Ton rire résonne, à l'autre bout du fil. Je ne suis plus en colère, pour tout ce qu'il s'est passé. J'ai peu à peu fait la paix avec tout ce qu'il s'est passé. Comment t'en vouloir, à toi ? Comment faire peser sur tes épaules le poids d'un accident qui n'est pas de ton fait ? De paroles prononcées sur le coup de la colère et que tu as si longtemps regrettées ? La vie nous a déjà bien puni, toi et moi. Je n'ai plus envie de lutter contre elle. Pas à ce point là. Pas si cela signifie devoir me battre pour te garder loin de moi.

« Alors, tout s'est bien passé ? »

« Oh, ouais, tu sais … C'était difficile, au début. J'ai été un connard, hein ? »

« Je ne dirais pas ça ; tu avais beaucoup de choses à faire et auxquelles penser. »

Quel fils n’appellerait pas ses parents, pour les rassurer ? Et quel fils ne répondrait pas à leurs appels ? Il n'y a pas eu un mot à ce sujet, et je sais qu'il n'y en aura pas. S'ils m'en ont voulu, ils n'en souffleront pas un mot. Mais je sais que je les ai blessés.

« Je suppose, oui... Et toi, ça va ? »

Il y a un silence pendant lequel je me rends compte que c'est la première fois que je te pose la question depuis mon réveil. Je passe une main sur mon visage et ferme les yeux. Quel monstre d'égoïsme peut-on être, parfois.

« A vrai dire, ouais, ça va ! Enfin, j'ai pas fait grand-chose. J'ai grignoté, j'ai regardé une série... J'allais enchaîner le nouvel épisode. »

« Tu regardes quoi ? »

La conversation s’enchaîne. Comme d'habitude, tu me parles de tout et de rien. Comme d'habitude, cela me convient. Mes pensées s'enchaînent au fil de tes mots.

« Alex ? »

« Ouais, quoi ? »

« Parfois, j'ai l'impression de ne plus être en vie. »

Une confession que je ne t'ai encore jamais faite. J'évite de parler de moi, de ce que je ressens. J'ai toujours été un peu trop fier, avec toi. J'ai toujours eu envie que tu gardes de moi l'image d'un héros sans peur et sans reproche.

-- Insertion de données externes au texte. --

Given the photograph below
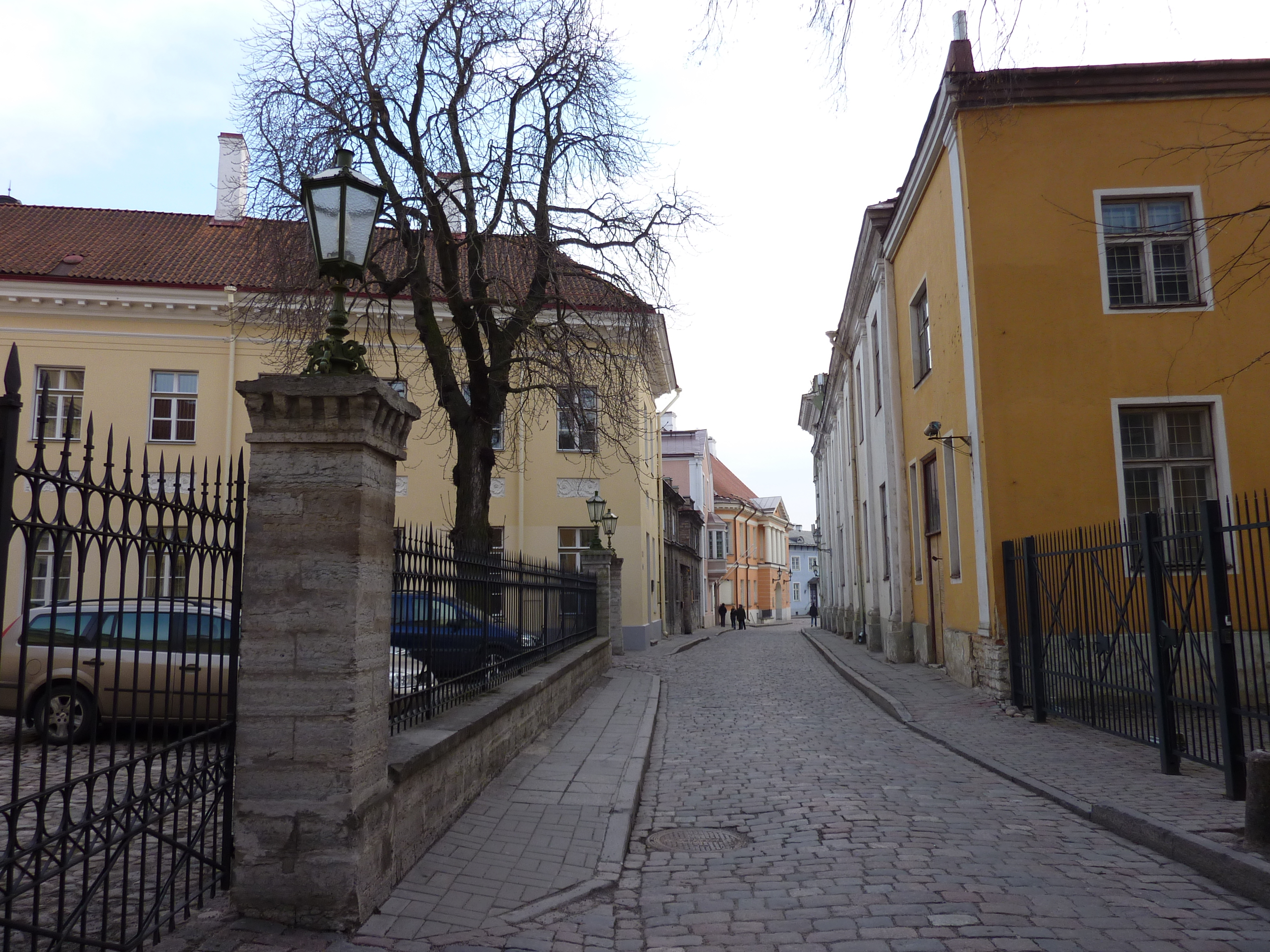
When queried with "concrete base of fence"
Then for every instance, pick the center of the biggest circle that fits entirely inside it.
(436, 771)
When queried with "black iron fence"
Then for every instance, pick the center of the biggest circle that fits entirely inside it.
(1156, 630)
(465, 622)
(117, 681)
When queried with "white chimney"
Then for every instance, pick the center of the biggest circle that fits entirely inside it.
(232, 180)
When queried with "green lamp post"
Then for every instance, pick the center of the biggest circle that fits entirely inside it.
(610, 527)
(342, 207)
(596, 513)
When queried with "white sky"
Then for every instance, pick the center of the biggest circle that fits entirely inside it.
(117, 104)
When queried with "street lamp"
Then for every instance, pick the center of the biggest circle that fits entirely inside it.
(596, 513)
(610, 527)
(342, 207)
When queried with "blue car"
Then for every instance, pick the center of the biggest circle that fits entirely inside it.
(453, 638)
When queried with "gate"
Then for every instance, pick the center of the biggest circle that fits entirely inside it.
(117, 683)
(1155, 630)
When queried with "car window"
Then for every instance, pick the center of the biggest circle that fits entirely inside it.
(206, 635)
(61, 630)
(144, 631)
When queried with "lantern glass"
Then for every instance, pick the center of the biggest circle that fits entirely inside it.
(324, 220)
(596, 507)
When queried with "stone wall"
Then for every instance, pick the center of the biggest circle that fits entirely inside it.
(436, 771)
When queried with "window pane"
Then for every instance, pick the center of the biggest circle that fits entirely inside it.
(1168, 215)
(1138, 435)
(1188, 433)
(1191, 488)
(1121, 217)
(1142, 490)
(1173, 276)
(1124, 275)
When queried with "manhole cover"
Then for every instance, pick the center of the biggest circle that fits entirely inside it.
(690, 841)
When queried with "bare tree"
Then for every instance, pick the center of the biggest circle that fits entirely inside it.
(503, 135)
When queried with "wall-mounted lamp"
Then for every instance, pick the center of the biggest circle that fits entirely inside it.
(933, 433)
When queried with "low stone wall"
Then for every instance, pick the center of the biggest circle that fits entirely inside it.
(436, 771)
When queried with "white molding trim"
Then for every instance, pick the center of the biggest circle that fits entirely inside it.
(972, 394)
(1221, 461)
(943, 111)
(1203, 273)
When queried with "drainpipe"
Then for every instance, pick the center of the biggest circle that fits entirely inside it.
(230, 291)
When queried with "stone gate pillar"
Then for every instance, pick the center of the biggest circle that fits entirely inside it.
(310, 811)
(607, 569)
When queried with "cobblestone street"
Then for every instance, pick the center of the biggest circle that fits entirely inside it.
(863, 837)
(868, 838)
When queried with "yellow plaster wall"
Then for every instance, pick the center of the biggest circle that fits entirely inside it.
(927, 253)
(119, 348)
(1051, 360)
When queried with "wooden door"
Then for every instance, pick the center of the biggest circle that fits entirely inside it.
(934, 555)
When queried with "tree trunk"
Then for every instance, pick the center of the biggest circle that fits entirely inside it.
(472, 474)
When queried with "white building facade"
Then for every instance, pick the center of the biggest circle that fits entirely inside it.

C'est un peu tard, maintenant, non ? Ou bien est-on fort dans la vulnérabilité, fait-on preuve de courage en laissant couler nos larmes là où d'autres ne craqueraient pas ? Doit-on toujours pleurer seul, en silence, caché ? Pourquoi ?

« Tu es en vie. Tu n'es peut-être plus celui que tu as été, peut-être que tu ne le seras plus, mais tu es en vie. Tu es là, tu me parles en ce moment, et tu... Je sais pas trop quoi te dire, Jo'. Tu es toujours là. »

« Ouais, je sais, c'est con. »

« L'être humain est con, c'est un principe. Mais, je te le promet, tu es en vie. »

Pour la première fois depuis longtemps, je ris.